Excessive volatility in output (GDP) can be quite damaging for countries. Past research (for example Ramey and Ramey, 1995) has noted that countries that experience wild swings in GDP have also grown more slowly over time. Ideally, one would like countries to have stable, sustained economic growth to raise standards of living.  The next obvious question is what might cause this volatility, because if we can find out why countries experience this volatility, then perhaps policies can be put in place to minimise this volatility.  There have, of course, been a number of candidates put forward over the years, from over-reliance on single sectors in an economy (such as natural resources), through to poor institutions.  Mobarek (2005), following this latter line of thought, looked specifically at democracies.  On average, he found that democracies have exhibited more stable growth than autocracies over the years.  This was an interesting result, but it begged another question – what exactly is it about democracies that helps promote stable growth?  Perhaps people are naturally risk averse creatures, and because democracies represent the will of the majority, the resultant economic policies are also quite risk averse in nature. Hence the country gets more stable growth. Others similarly look at democracy’s ability to solve internal conflicts in a non-violent (and hence more stable) manner.

It’s at this point that I jump in.  One of the other salient features of democracies is that they exhibit greater transparency, in all its forms, from political transparency (the existence for example of a free and independent media), through to what we might call ‘informational transparency’, in that democratic governments also collect, collate and (importantly) release a lot of economic, social and financial information for its citizens. Greater access to information may allow the private sector to adjust more quickly to any adverse shocks that might lead to high volatility.  So in a nutshell my argument is that it’s the greater transparency one gets from democracy, rather than democracy per se, that helps output be more stable over time.

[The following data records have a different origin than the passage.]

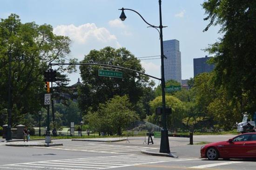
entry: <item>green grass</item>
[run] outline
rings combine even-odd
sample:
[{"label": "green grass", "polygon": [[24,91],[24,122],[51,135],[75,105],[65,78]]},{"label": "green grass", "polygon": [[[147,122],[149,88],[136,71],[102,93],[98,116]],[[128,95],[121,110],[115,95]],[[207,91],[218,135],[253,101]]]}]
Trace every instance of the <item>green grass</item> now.
[{"label": "green grass", "polygon": [[[173,133],[172,133],[173,134]],[[179,135],[189,135],[189,132],[176,132],[176,134]],[[193,135],[237,135],[239,134],[239,132],[236,131],[236,130],[230,131],[219,131],[219,132],[194,132],[193,133]]]},{"label": "green grass", "polygon": [[[95,134],[96,135],[96,134]],[[124,136],[123,136],[124,137]],[[88,138],[103,138],[103,137],[121,137],[119,136],[99,136],[95,135],[94,136],[93,134],[90,134],[90,136],[84,135],[81,137],[74,136],[58,136],[57,137],[51,136],[52,138],[57,138],[58,139],[88,139]],[[44,136],[30,136],[30,139],[41,139],[45,138]]]}]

In order to test this theory, I combine two transparency-type indicators – the Freedom of the Press indicator (from Freedom House) to proxy for political transparency, and an index I constructed a few years ago for another paper that proxies the amount of information governments release. I then ran a series of tests using this data.  The results were, to be honest, a lot stronger than what I had envisaged when I first started thinking about this issue.  In the absence of the transparency indicator, democracy did indeed demonstrate a negative relationship with output volatility (that is, democracies had lower volatility). However, as soon as I introduced transparency into the analysis, this effect completely disappeared, and it was transparency that showed a highly negative relationship with volatility.  I ran a large number of other tests to see whether this was sensitive to other competing hypotheses. For example, greater transparency is also associated with lower corruption. Perhaps the link is indirect – greater transparency reduces corruption, which subsequently helps reduce volatility.  This was found not to be the case – corruption was indeed an important component of higher volatility, but transparency continued to be an important factor as well. This suggests (to me at least) that the link might indeed be a fairly direct one – the greater the access to information, the lower is volatility.

Since writing this paper, I”ve been focussing a lot more on the issue of trying to measure transparency in a more accurate way – the proxies I used in this paper were good, but hardly definitive.  Having slaved at this for the past couple of months, I’m hoping to have a draft of a paper that sets out in detail how one might go about constructing such an index. At this stage, transparency has been divided into two groups, similar to above (political and information transparency), and I have put together a number of individual sources that measure aspects of each of these into two composite indicators.  Similar to the Corruption Perceptions index, or the World Bank’s Governance indicators.  I’ll post something more on this when it’s done!